Todos têm o direito de gostar ou desgostar do BBB. Entretanto, algumas vezes, os argumentos daqueles que não gostam do BBB demonstram certa insensibilidade para com o cotidiano. Não sou muito fã dos colunistas da Folha de S. Paulo, mas um conflito estabelecido entre um texto de Renato Kramer e o comentário de um leitor trouxe a tona algo interessante para se discutir. Kramer, em seu texto, falava do peso que Daniel, participante do programa, estaria sentindo ao exercer sua liderança no jogo. Daniel teria que selecionar alguém para ir ao paredão e estava preocupado com as implicações de sua escolha. Nisso, um leitor rebate algo mais ou menos nesse sentido: “Peso do que? Aquilo é um jogo. A pessoa escolhe e pronto”. O que Daniel estaria demonstrando, nesse sentido, seria um grande teatrinho e, por ter insultado Kramer, o leitor teve seu comentário posteriormente removido.
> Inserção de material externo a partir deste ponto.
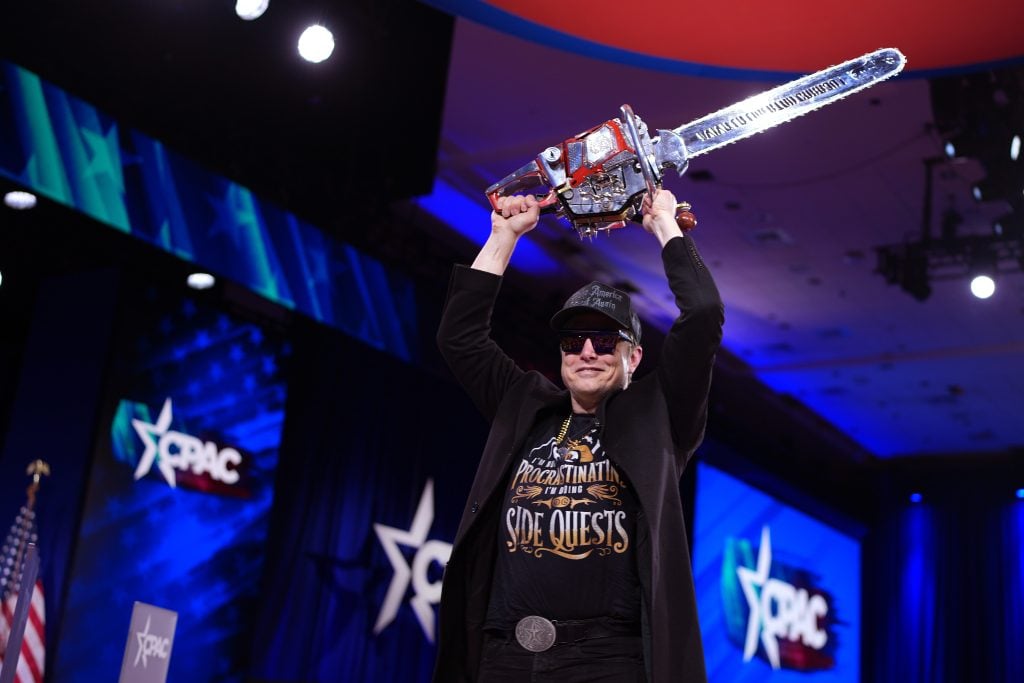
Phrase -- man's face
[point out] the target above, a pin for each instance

Considero insensível o argumento do leitor pois ele parece derivar de um outro argumento que, não raro, aqueles que não gostam do BBB utilizam para justificar seu gosto. É o argumento do “aquilo é só um jogo e as pessoas ficam fazendo cena, no fundo é só jogo mesmo. Todo mundo é falso”. Deixando de lado as hipóteses de que o BBB é um programa de cartas marcadas, ou tudo armado, e refletindo sobre o que podemos ver nele, discordo desse tipo de opinião. Penso que a grande graça (no sentido de que há um conflito interessante ali dentro) do BBB é justamente ser, quase que contraditoriamente, um “jogo de convivência”. É um jogo onde o vencedor é um só, mas para vencer, ele precisa conviver com seus oponentes. E o que isso implica?
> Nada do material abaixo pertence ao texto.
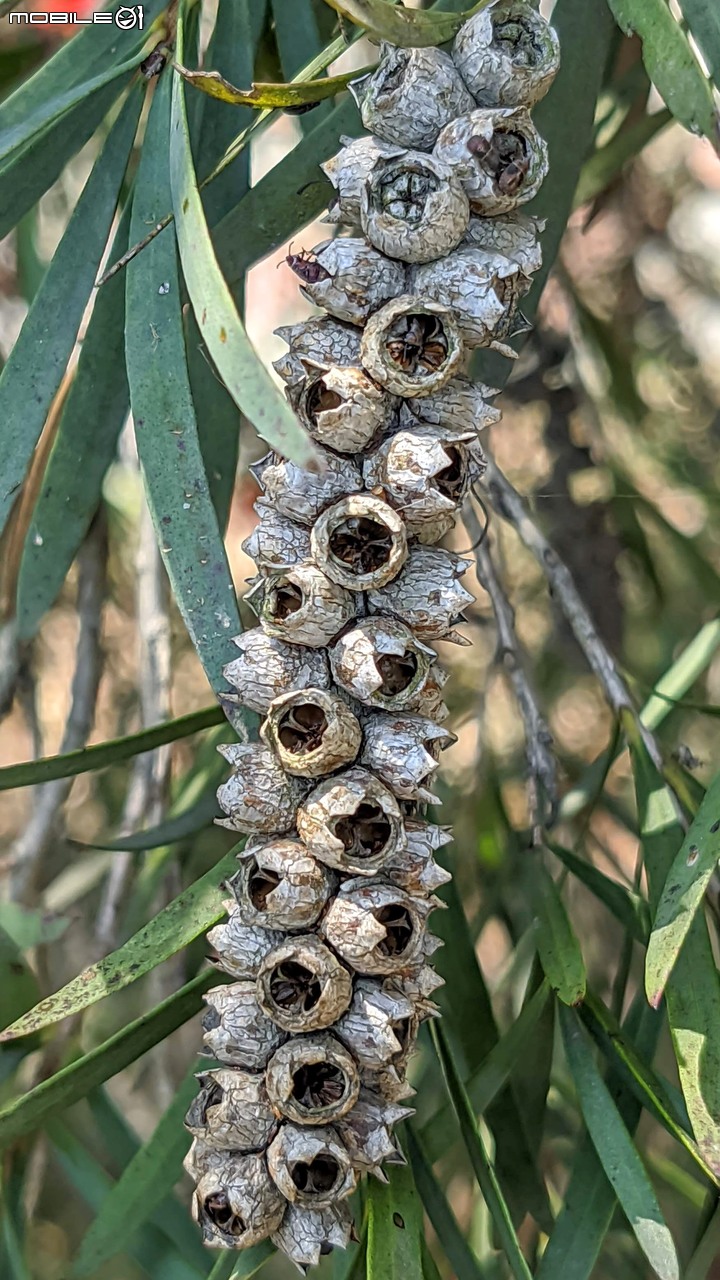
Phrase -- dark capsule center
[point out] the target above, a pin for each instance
(365, 832)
Um dos grandes passos do Marx filósofo foram as noções de fetichismo e reificação. O que é isso? Marx dizia que o mercado operava de uma maneira intrigante: fazia com que tomássemos o vivo pelo morto e vice-versa. Sendo assim, o fetichismo é quando tomamos um objeto, morto, e o vivificamos. É quando a calça jeans que tanto desejamos comprar conversa com nós, dizendo-nos, da vitrine, que temos que emagrecer para ir lá busca-la. As mercadorias ganham vida, se transformam em sujeitos, com vontade própria. Por outro lado, a reificação é quando tomamos o que é vivo pelos seus aspectos mortos. É quando tratamos algo que é vivo como mero objeto. Nesse ponto percebemos porque há tanta carga negativa quando se fala em manipular as pessoas. Ora, pessoas são seres vivos, sujeitos. Sendo assim, manipula-las seria trata-las somente como objeto, não reconhecendo suas vontades e liberdade para agir. O que tudo isso tem a ver com o BBB? Tudo a ver.
Partindo-se do pressuposto de que o BBB é um jogo, todos deveriam entrar na casa com a ideia de reificar todos os outros participantes. Ou seja, transforma-los em peças do tabuleiro, em objetos, manipuláveis. Com o objetivo de ganhar, o grande jogador objetificaria todos ali dentro, afinal, é “somente” um jogo. Entretanto, o BBB não é como um jogo de xadrez. Ali, as peças não são de madeira, mas sim pessoas, sujeitos. Isso significa dizer que, na convivência, amizades e outros tipos de amores surgirão e, aí, a reificação está ameaçada. Ora, não existe amizade e nem amor que não tenha como pressuposto o reconhecimento do outro como sujeito, como fim em si mesmo, e não só como meio para nossas vontades. A amizade surgida da convivência implica que alguns participantes reconheçam outros participantes (seus potenciais oponentes) não mais como meras peças de tabuleiros, mas como seres humanos.
Sendo assim, o peso da decisão de Daniel, ao exercer sua liderança no jogo, pode não se configurar como um teatrinho, muito menos somente como um medo de ser eliminado caso tome uma decisão errada. Uma decisão errada pode implicar não só numa futura eliminação como também na ruina da boa convivência e, nesse grande caldeirão humano, demasiado humano, causar a infelicidade daqueles que já não queremos que sejam somente peões de madeira.